Qual é o sentimento após o incêndio?

O meu sentimento é de uma profunda tristeza e ao mesmo tempo de uma reflexão profunda: o incêndio não será um aviso à falta de fé dos valores humanistas veiculados pelos Evangelhos, à falta da autenticidade da Igreja embaralhada nas histórias de pedofilia, à propagação da ganância no homem de hoje? Tudo é efémero nesta vida, tudo pode cair como um pináculo da catedral, tudo da nossa vida se pode reduzir a cinzas.

Quando soube do ocorrido, o que fez? Foi até ao local?

Estava a trabalhar em casa da minha filha que está a 15/20 minutos a pé da catedral Notre Dame. Coxeando fui até à Notre Dame. Vi as labaredas e o fumo, não consegui conter as lágrimas. Fiquei até de madrugada na margem do Sena. Paris estava embrulhado numa beleza surrealista, uma beleza que se afasta da razão e do real causando estranheza, um absurdo…

Esteve durante largo anos ao lado desta ‘velha senhora’, o que representa Notre Dame para si?

Pelo meu viver quotidiano neste bairro, a Notre Dame era para mim quase como a Igreja da Meda onde está a casa dos meus pais, agora vazia. As “cloches” da Notre Dame era como “Oh! sinos da minha aldeia” num poema de Fernando Pessoa. Era o meu refúgio nas tardes cálidas de verão dormindo nos bancos ao som do órgão. Era um lugar “universal” onde os homens e mulheres de todas as cores, de todos os credos, de todas as condições entravam em comunhão numa onda de espiritualidade.

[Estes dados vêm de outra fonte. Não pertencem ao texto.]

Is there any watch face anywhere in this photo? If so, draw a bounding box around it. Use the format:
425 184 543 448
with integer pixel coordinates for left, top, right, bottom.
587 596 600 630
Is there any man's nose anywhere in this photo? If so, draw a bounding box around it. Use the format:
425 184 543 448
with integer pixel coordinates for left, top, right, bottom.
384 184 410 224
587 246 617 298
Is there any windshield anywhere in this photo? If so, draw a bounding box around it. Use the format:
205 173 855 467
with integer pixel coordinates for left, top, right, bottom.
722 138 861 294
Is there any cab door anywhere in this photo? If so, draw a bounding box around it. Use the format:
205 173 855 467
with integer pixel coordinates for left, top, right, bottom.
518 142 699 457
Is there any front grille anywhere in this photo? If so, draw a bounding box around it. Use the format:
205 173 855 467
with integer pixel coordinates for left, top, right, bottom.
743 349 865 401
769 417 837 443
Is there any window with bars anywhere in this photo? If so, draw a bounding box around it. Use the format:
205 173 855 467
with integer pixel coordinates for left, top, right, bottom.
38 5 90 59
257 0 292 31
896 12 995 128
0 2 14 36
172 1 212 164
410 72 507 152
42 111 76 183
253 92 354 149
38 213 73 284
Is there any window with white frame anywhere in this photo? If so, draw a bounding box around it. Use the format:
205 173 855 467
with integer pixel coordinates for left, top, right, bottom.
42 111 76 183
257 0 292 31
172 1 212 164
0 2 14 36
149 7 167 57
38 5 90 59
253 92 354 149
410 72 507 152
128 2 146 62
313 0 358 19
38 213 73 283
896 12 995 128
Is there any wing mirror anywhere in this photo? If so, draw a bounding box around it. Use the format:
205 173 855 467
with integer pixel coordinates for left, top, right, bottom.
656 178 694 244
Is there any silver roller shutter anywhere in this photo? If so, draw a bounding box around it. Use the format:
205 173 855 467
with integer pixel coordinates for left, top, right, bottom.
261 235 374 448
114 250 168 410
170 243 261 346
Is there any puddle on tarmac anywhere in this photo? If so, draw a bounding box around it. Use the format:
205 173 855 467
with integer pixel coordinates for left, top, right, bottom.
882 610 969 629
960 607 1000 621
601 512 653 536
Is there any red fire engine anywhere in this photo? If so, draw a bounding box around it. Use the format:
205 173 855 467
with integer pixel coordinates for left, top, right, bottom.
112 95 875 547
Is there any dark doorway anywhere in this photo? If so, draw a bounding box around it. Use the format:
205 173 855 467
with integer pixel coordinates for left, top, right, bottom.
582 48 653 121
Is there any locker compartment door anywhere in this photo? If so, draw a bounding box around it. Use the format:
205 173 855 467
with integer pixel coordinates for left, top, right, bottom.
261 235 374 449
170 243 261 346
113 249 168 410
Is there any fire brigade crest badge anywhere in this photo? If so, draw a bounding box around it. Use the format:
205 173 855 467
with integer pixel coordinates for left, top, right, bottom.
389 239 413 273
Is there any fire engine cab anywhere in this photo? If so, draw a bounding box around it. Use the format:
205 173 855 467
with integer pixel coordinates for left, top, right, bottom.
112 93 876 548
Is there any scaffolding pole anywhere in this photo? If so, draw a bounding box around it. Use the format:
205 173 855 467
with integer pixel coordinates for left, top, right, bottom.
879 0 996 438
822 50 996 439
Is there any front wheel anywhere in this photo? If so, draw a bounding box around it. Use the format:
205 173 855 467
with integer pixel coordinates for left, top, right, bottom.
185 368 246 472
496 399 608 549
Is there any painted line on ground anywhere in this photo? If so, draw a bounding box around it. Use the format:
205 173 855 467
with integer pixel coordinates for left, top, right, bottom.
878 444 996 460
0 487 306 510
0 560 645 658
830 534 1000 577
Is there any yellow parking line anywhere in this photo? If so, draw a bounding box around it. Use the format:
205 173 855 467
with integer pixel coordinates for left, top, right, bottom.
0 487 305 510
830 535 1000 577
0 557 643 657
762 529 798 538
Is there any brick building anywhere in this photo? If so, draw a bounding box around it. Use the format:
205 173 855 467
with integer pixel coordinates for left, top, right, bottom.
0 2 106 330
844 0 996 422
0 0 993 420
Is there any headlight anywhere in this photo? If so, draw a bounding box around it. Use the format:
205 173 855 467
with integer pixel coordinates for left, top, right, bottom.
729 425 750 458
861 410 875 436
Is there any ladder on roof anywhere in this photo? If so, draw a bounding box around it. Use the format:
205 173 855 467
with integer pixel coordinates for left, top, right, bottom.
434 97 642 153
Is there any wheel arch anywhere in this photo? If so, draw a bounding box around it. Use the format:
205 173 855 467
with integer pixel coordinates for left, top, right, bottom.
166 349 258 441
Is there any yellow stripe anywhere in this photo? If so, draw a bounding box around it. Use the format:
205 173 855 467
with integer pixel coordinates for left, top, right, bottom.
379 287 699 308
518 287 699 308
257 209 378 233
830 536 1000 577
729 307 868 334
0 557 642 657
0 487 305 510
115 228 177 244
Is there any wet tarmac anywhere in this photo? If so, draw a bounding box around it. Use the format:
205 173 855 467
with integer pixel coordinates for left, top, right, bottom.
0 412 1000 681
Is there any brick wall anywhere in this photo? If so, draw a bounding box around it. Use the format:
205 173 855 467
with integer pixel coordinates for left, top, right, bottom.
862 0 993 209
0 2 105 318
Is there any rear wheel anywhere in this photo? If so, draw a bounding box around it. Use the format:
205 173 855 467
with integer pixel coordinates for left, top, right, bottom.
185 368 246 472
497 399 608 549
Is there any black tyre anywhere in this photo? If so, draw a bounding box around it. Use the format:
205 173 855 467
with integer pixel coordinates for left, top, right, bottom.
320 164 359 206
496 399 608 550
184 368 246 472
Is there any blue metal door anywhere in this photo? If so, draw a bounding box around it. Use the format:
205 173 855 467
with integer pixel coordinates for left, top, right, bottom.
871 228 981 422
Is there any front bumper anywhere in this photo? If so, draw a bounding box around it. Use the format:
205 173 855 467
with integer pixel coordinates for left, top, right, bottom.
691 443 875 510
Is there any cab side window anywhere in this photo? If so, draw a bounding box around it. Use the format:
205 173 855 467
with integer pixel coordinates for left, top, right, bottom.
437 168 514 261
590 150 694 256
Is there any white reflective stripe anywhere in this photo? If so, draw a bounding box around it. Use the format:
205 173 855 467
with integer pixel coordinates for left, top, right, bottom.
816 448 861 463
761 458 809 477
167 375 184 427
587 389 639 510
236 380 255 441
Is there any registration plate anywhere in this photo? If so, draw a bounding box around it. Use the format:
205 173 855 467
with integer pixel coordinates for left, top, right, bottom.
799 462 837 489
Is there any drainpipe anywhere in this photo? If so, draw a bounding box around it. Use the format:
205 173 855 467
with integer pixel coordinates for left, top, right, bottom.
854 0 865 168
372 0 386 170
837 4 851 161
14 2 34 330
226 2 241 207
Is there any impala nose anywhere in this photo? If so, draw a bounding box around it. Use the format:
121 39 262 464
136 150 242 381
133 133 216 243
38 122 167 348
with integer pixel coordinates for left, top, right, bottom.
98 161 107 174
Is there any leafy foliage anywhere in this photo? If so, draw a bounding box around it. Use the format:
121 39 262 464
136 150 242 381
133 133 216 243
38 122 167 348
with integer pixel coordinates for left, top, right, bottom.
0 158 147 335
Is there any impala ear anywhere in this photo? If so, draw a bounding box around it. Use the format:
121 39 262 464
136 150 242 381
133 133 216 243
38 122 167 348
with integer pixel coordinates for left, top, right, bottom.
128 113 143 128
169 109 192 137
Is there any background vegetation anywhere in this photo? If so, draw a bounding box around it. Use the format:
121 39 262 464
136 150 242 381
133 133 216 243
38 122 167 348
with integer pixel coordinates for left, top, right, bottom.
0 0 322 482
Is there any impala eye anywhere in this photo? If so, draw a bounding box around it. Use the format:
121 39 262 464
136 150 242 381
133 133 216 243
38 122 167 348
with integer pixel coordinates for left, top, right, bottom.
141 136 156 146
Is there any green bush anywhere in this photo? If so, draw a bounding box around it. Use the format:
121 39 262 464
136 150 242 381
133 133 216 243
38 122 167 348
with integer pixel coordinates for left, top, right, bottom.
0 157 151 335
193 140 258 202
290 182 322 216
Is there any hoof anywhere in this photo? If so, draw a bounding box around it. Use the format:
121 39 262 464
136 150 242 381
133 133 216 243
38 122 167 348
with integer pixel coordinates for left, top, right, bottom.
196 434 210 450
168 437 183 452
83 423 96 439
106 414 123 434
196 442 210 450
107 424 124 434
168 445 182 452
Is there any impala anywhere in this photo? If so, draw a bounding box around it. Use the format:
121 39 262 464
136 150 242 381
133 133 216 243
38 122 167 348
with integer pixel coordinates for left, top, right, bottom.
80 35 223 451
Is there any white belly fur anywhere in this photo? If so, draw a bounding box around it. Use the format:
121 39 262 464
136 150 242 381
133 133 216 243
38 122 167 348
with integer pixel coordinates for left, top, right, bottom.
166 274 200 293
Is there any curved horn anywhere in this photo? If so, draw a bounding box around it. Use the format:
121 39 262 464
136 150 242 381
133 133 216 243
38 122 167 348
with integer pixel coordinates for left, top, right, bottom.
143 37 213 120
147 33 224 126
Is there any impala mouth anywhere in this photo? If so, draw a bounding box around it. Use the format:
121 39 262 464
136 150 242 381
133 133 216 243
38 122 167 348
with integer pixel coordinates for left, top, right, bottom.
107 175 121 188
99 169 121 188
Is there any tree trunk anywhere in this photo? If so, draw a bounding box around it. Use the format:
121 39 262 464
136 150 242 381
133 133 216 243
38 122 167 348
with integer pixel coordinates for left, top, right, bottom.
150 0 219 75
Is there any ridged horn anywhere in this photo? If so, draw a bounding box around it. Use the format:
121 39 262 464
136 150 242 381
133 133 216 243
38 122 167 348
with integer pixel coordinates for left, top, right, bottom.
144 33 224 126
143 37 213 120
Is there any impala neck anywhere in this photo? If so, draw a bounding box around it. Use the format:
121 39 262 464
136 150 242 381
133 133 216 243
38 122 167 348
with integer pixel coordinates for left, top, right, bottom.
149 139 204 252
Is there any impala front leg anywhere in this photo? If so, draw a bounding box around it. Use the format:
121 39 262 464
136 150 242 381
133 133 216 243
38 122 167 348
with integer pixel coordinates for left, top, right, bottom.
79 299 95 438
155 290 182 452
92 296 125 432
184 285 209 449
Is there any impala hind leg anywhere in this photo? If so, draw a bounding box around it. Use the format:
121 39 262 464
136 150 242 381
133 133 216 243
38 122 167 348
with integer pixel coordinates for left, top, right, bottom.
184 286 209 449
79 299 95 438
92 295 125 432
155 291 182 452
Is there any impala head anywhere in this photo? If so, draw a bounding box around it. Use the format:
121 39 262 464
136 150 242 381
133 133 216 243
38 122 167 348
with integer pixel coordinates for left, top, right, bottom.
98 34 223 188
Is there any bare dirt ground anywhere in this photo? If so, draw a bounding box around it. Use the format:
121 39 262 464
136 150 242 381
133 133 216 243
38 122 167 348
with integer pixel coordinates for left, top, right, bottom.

O que espera agora da parte das autoridades?

Pelo que vejo, não faltara dinheiro. As maiores fortunas de França, as Grandes fundações já prometeram dinheiro. As placas de publicidade dessas fortunas e fundações serão colocadas nos andaimes dos trabalhos de recuperação. Quando o turbilhão passar, depositarei dois pobres “tostões” para a recuperação deste símbolo da nossa Cultura, da nossa História Ocidental. Gostaria que o Povo de Deus, os Cristãos de todo o mundo fossem os principais “pedreiros” desta reconstrução, fossem as pedras vivas da Notre Dame com as suas dádivas.